From School Library Journal
Starred Review. Grade 3-5–Best friends Danitra and Zuri are back for a new school year and a new teacher. Miss Volchek gives us quizzes/with no warning in advance,/and still Danitra tells us/that we should give her a chance. Challenges arrive for Zuri–fears about passing math and worry about her mother's illness. Even singing solo with the glee club adds a level of anxiety to her days. Confident Danitra, the One of a kind…Original thinker…/Matchless tutor/Matchless friend provides support, friendship, and her own unique styles to her advice. Grimes's text, a running sequence of titled verses, neatly voices the critical self-examination of preadolescent girls. Lewis's detailed watercolor paintings create energy of their own, revealing the girls' emotions with visualization of both joyous expressions and thoughtful moments. Theirs is a friendship with the closeness of siblings, revealed for readers in a natural flow of events and Zuri's narration. A must-buy for all libraries and a must-read for all Danitra and Zuri fans.

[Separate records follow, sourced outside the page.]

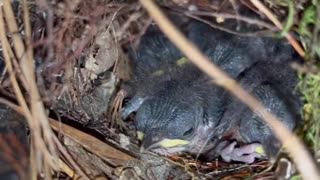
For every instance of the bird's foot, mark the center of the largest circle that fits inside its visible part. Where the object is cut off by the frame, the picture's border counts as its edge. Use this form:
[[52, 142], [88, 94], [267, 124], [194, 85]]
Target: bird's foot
[[246, 153]]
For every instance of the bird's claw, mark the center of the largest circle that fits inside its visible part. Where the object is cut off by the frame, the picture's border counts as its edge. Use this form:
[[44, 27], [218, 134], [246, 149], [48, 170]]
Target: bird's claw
[[247, 153]]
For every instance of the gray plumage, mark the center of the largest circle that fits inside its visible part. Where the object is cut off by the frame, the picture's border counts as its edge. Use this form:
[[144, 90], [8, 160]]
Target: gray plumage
[[174, 100]]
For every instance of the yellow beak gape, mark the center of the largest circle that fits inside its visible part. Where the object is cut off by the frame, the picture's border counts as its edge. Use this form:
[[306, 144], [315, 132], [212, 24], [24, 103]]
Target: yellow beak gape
[[260, 150], [140, 135]]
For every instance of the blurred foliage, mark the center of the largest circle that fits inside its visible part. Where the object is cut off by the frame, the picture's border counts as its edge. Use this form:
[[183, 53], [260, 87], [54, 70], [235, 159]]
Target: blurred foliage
[[308, 29]]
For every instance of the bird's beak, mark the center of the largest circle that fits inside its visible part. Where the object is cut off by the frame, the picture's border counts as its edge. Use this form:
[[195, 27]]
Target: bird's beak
[[150, 143]]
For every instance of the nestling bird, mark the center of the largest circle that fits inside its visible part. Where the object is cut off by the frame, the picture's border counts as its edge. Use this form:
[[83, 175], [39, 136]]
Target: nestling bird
[[179, 108]]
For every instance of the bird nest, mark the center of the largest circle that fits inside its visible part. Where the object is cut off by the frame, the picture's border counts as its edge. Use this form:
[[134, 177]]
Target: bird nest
[[61, 93]]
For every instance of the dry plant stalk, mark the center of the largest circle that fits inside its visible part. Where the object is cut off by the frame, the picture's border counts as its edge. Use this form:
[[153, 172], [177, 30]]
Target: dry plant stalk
[[276, 22], [299, 153], [37, 119]]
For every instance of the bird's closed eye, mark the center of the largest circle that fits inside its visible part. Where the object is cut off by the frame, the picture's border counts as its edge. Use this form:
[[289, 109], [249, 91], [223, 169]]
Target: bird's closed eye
[[188, 132]]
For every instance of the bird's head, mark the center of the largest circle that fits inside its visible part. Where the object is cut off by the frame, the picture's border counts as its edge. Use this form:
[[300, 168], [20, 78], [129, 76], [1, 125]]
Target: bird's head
[[171, 124]]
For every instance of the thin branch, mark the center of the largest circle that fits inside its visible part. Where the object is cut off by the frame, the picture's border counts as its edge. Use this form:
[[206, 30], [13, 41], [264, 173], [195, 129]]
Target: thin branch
[[276, 22], [300, 155]]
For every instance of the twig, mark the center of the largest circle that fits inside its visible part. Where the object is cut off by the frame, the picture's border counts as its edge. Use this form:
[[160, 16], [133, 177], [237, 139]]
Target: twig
[[232, 16], [276, 22], [300, 155]]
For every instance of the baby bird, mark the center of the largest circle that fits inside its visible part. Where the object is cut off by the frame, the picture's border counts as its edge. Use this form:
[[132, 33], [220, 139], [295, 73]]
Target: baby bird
[[178, 108]]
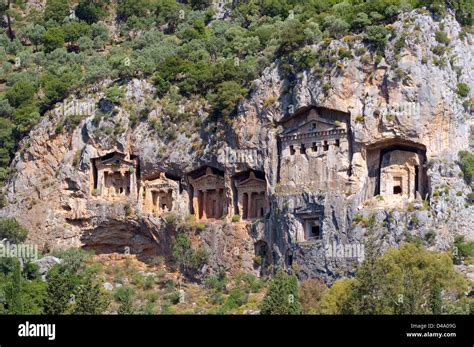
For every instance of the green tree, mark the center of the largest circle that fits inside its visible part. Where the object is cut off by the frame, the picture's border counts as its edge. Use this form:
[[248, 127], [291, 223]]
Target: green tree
[[402, 281], [91, 11], [56, 10], [25, 117], [23, 91], [34, 33], [12, 230], [334, 299], [90, 299], [282, 296], [73, 31], [467, 165], [60, 287], [311, 292], [436, 300], [13, 291], [225, 100], [128, 8], [53, 38]]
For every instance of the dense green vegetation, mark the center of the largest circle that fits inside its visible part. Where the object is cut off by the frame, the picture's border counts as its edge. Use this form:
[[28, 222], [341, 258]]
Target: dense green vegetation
[[179, 46], [405, 280]]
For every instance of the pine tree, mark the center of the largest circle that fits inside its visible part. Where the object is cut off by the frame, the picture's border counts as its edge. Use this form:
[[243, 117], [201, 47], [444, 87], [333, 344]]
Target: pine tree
[[13, 291], [60, 287], [125, 298], [282, 296], [90, 300], [436, 301]]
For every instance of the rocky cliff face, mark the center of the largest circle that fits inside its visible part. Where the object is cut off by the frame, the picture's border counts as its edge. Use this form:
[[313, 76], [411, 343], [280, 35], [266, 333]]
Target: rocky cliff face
[[406, 101]]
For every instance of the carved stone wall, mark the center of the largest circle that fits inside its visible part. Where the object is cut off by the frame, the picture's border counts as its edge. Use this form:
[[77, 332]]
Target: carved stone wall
[[315, 151]]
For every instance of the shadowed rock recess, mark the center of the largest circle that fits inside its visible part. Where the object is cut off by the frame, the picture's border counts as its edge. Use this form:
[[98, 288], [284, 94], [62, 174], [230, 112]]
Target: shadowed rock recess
[[304, 165]]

–Mary Elam, Forman Elementary School, Plano, TX Copyright © Reed Business Information, a division of Reed Elsevier Inc. All rights reserved.
K-Gr. 3. "School is in and I remember / How much I detest September." Kids will recognize the first-day-back anxiety in the third book about Zuri and her best friend, Danitra Brown. Unlike
Danitra Brown Leaves Town (2002), which was in free verse, this narrative, delivered by Zuri, is in simple rhyme. Lewis contributes the illustrations here--beautiful, expressive full-page watercolors of kids in the classroom, schoolyard, lunchroom, washroom, and library. Their new, bossy teacher separates the friends, but Danitra is still there for Zuri, clowning and distracting the class when Zuri messes up, and helping her study for the math test. There's a serious undertone to the fun (Zuri's mother is very ill), but there's nothing reverential about the friendship, and Lewis shows Danitra as her own person, bespectacled and exuberant, with a "one of a kind hairdo" and "singular style."